Future Rivers Trainee Sage Fox and PI David Butman recently traveled to Chile to support Sage’s research estimating the export of nutrient and ions to the coastal ocean of Patagonia. With collages from Centro de Investigación en Ecosistemas de la Patagonia (CIEP), and the Universidad Católica de la Santísima Concepción, they drove from Puerto Montt to Coyhaique meeting with citizen science collaborators that were responsible for weekly water quality sampling. This data and the calculated coastal fluxes are the first ever made for this region and will be used as the baseline conditions for what could become the first nationally supported water quality monitoring program in Patagonia. These rivers represent some of the most pristine systems remaining in the world.

Dispatches from the field

Summer “break” is relative around here. Incoming Future Rivers student Grace Brennan has been leading fish removals along the Washington coast, ensuring the safe capture and relocation of fish during culvert replacement projects. Her efforts are part of a statewide initiative to increase salmon returns and protect aquatic life. Another incoming trainee, Rachel Luther, is spending the summer in Olympia, WA working for the legislature as a nonpartisan research analyst for the Joint Legislative Audit and Review Committee (JLARC). She is conducting a review of Washington’s recreational boating programs for a report that will be published by JLARC next spring.

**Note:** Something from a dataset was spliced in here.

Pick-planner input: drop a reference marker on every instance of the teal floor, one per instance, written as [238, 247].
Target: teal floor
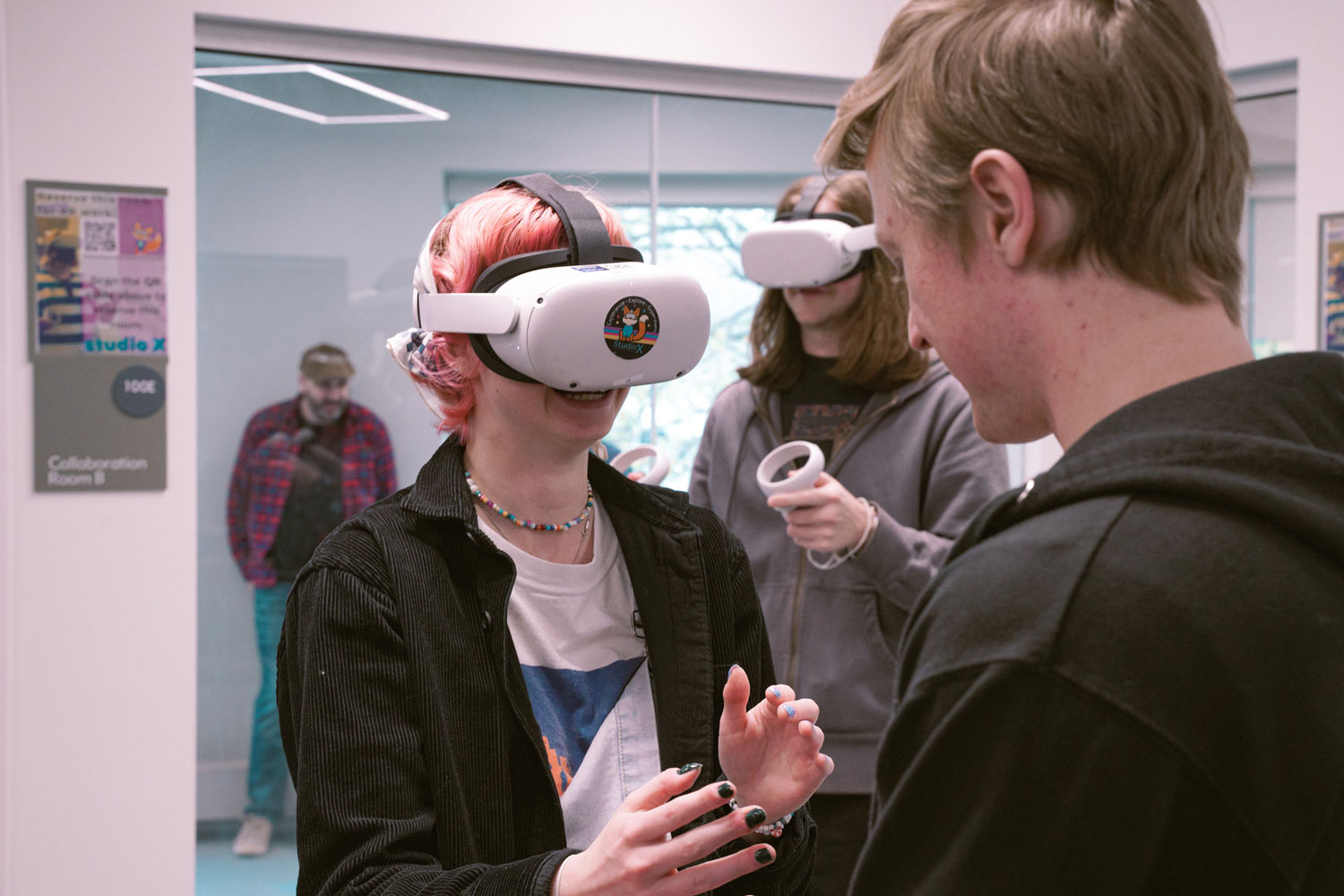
[222, 874]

Elwha Summer Institute Product

Year 3 cohort students attending last year’s Summer Institute studying the Elwha River in Washington State’s Olympic Peninsula recently completed their joint project. If you are on campus this summer or fall, stop by the School of Aquatic and Fishery Sciences building on Boat Street along the waterfront to check it out. In the lobby you will find a series of eight posters telling a story of what they learned across multiple dimensions as you travel up the river with them. A heartfelt thank you to our partner EarthLab in providing the graphic design work!

UW-WSU Collaboration and Yakima River Trip

This spring, University of Washington’s Future Rivers NRT teamed up with Washington State University’s Rivers, Watersheds, and Communities NRT to connect and share ideas, resources, and research grounded in a mutual focus of enhancing freshwater science in the state of Washington.

Facilitating Advanced Training

Current Future River student Emma Boudreau received support funding to participate in the CUAHSI Snow Measurement Field School in Bretton Woods, New Hampshire this past winter. In this course, she received fundamental training in making and analyzing snow measurements like depth, density, water equivalence, grain shape, stratigraphy, temperature, and hardness.

Future Rivers Elwha River Summer Institute

In late August, our 2022/23 Future Rivers trainees spent a week in the field learning about the Elwha dam removal and subsequent restoration efforts. The group shared toured the lower and upper dam removal sites, the mouth of the Elwha, and Lake Crescent; visited the Elwha Klallam Museum; watched and discussed the movie Return of the River with the Co-Directors; and heard from guest speakers representing the Lower Elwha Klallam Tribe, WDFW, NPS, and USGS. Participants are currently working to co-create a visual storytelling product resulting from their experience covering wildlife, revegetation, food soverignty, fisheries, and human health.